Comics are a collaborative medium, and there's nothing quite like seeing fantastic creators team-up to make something new from the sum of their talents. When a powerhouse writer and a powerhouse artist -- like Grant Morrison and Frank Quitely, or Alan Moore and J.H. Williams III -- get together, people tend to expect big things. A slightly different situation is when an artist collaborates with another artist; sometimes one will ink the other's pencils, provide layouts, or even trade off doing entire pages.

What's more rare is what Cameron Stewart and Karl Kerschl did in the DC Comics book Assassin's Creed: The Fall, with the assistance of color art from Nadine Thomas: The two artists took their two styles and blended them into something entirely new.


Stewart and Kerschl truly collaborated on the pages, trading penciling, inking, and (presumably) layout duties over the course of the series.

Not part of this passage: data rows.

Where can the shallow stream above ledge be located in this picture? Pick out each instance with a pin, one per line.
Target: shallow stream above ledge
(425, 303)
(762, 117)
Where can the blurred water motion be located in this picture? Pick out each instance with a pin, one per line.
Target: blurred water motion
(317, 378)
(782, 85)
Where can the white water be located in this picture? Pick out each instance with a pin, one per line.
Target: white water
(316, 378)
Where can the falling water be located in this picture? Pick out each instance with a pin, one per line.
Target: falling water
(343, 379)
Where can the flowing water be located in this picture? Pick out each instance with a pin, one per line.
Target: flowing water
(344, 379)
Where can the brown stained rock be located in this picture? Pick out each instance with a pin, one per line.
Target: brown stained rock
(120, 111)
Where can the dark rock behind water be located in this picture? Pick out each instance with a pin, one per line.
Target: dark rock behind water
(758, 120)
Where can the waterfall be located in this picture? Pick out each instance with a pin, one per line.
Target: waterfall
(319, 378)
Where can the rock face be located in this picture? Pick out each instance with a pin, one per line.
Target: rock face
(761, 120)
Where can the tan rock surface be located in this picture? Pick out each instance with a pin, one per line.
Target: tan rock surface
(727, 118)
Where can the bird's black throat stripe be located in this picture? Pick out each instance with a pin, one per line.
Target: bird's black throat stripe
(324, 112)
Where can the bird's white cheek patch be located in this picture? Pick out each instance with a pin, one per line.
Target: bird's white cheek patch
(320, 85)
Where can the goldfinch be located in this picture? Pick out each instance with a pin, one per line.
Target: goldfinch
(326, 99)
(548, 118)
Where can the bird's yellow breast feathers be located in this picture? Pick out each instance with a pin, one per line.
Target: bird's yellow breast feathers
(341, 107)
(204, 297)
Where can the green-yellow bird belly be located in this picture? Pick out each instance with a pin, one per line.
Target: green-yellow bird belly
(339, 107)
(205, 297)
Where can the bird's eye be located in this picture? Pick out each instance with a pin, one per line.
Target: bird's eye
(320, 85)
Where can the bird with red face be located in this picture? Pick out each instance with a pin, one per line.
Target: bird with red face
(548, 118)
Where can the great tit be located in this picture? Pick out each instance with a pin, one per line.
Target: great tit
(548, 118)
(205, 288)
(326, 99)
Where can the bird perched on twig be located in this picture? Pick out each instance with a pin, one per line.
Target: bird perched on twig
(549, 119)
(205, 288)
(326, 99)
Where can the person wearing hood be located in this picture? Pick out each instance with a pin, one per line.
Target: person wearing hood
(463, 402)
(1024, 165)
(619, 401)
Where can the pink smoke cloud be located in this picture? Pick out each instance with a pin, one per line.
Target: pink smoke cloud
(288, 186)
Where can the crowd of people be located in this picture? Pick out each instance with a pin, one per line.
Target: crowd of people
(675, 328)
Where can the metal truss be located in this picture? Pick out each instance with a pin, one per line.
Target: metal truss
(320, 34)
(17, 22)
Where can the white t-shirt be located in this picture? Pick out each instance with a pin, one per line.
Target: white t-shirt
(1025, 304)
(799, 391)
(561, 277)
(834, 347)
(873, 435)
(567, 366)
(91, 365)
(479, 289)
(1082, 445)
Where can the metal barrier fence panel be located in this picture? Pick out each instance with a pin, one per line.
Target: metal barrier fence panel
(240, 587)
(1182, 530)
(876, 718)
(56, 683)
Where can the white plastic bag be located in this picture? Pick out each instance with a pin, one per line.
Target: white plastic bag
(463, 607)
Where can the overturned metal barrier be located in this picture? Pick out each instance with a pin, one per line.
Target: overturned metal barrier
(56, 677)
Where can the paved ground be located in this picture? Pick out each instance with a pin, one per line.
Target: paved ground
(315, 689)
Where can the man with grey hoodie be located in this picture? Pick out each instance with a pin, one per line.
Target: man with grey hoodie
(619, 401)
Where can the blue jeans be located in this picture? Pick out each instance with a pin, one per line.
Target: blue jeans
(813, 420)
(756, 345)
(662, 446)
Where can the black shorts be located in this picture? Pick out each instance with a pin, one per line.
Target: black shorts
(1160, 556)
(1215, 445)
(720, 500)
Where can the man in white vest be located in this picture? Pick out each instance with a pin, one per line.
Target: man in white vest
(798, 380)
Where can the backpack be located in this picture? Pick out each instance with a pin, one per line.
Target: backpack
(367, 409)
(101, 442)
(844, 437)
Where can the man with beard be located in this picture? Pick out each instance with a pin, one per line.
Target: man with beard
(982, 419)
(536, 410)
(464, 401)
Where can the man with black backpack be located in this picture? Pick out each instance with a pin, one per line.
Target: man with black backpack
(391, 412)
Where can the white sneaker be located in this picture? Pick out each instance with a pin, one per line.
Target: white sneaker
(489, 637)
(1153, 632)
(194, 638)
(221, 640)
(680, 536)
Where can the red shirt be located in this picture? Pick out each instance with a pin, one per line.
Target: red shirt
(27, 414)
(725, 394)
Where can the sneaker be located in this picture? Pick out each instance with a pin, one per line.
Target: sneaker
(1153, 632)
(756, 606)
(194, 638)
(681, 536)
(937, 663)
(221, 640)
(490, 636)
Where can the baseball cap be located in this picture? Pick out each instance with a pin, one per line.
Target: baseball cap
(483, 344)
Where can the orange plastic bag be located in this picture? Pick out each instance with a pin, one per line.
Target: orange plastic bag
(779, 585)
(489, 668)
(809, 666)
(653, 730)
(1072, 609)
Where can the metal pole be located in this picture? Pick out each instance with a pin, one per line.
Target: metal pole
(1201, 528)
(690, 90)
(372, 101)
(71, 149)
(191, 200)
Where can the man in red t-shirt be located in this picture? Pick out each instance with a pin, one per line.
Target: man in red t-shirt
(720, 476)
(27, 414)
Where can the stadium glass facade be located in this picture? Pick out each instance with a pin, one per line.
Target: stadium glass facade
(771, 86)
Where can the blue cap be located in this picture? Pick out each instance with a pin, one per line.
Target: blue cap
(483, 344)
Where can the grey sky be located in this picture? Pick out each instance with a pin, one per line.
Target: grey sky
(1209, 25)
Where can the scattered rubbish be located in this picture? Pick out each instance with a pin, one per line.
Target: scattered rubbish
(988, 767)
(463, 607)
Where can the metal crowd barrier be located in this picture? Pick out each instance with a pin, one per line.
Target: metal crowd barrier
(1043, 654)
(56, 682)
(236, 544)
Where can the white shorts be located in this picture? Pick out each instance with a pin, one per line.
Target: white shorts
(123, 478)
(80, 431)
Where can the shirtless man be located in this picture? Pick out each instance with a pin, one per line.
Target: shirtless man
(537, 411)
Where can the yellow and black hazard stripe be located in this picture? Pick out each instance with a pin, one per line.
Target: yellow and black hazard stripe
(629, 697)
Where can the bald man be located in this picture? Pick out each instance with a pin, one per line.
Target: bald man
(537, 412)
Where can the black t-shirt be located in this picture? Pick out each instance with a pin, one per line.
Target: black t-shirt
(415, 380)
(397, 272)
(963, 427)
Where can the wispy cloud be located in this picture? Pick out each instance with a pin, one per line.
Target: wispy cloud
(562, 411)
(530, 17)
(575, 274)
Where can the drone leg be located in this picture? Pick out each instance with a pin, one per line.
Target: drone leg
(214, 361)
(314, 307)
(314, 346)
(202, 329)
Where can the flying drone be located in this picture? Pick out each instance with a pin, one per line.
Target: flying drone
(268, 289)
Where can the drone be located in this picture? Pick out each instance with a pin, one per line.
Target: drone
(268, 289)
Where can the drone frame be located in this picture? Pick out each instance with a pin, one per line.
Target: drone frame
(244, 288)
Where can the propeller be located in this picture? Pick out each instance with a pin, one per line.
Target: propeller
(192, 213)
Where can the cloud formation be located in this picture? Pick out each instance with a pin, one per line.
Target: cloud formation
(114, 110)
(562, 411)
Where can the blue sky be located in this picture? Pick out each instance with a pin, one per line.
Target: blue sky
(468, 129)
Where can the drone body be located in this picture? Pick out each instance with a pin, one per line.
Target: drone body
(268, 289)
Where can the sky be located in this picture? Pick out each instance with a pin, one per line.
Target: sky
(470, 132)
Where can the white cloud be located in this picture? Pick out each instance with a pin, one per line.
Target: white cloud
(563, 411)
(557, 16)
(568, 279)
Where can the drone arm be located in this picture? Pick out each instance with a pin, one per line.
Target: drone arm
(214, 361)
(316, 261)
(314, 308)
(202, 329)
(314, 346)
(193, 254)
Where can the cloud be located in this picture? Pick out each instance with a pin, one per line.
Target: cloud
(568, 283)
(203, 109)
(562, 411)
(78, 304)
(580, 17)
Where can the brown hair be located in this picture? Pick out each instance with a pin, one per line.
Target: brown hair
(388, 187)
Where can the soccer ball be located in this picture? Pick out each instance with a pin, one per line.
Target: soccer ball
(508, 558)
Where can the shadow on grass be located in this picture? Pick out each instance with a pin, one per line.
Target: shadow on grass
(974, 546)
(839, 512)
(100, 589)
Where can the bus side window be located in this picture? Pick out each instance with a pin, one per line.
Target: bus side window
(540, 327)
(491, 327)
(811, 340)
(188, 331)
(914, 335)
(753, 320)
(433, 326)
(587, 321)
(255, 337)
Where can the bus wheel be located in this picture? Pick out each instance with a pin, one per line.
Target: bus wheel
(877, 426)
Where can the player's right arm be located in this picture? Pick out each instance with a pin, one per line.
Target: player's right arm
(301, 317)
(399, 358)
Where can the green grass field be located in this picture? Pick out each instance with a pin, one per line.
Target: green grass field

The result is a book that doesn't look like what you'd expect a Cameron Stewart or Karl Kerschl comic to look at, but still retains enough familiarity to indicate the handiwork of each of them.


Karl Kerschl's style -- or the style that I'm most familiar with -- is by far the more cartoony of the two. Kerschl's work wouldn't be out of place on a Saturday morning cartoon, or at the forefront of a big animated feature film. His characters tend to run skinny, but fit, and his faces warp under the pressure of the emotions they're conveying. Kerschl is expressive, and distorts anatomy to better serve the personality of the characters he's depicting.



Cameron Stewart's art is less cartoony, but still in the lane of artists like Mike Allred or Darwyn Cooke. He approaches realism in the proportion of his figures, but doesn't fully embrace it, like Bryan Hitch or Frank Quitely would. Instead, he gets just close enough to let your mind fill in the blanks, and he does it by layering on the little details. Stewart pops realistic clothing, believable facial expressions, haircuts people would actually have in real life, and fashion accessories into his art. It all clicks really well in the end, and Stewart's style is really a sublime mix of cartooning and realism.


On The Fall, these two men managed to combine their styles into something that was, if not greater than the sum of its parts, at least as good and entirely new. While reading, I couldn't help but try to figure out who did what. Stewart draws extraordinarily cute women, so my first thought was that all of the women must be his work. On closer examination, though, I could never say for sure. Occasionally there would be cheekbones, lips, or eyes that reminded me of his past work, but there was always something just a little bit off -- maybe the hair wasn't really in Stewart's style, or the structure of her face was a little too cartoony.


The lines between Kerschl and Stewart blur even more during the fight scenes. The deft choreography Stewart displayed in his run on Batman & Robin blends with Kerschl's flawlessly kinetic action, and is layered with Stewart's ability to lend his characters true weight, which in turn is combined with Kerschl's ability to showing us exactly what we need to see during a fight, even if it doesn't quite make sense at first glance.


Trying to deconstruct Kerschl and Stewart's hybrid work is like trying to figure out one of MC Escher's paintings. All of it wraps back in on itself, each part references another part, and actually pulling it apart to see how it works is essentially impossible. This is a good thing, mind you -- it adds another layer onto the experience of reading a comic, something akin to solving a puzzle or aggressively interrogating a work of art to see why it works so well. It almost forces you to take a closer look, just because the experience is so different from what you'd expect.


On top of the art fusion Stewart and Kerschl displayed here, they also cowrote the story, which is a tie-in to a popular and history-bending video game. The fact that they found space to experiment and evolve their own styles on what's generally the most corporate of comics projects. They proved that, together or apart, they are forces to be reckoned with. You should get familiar with them.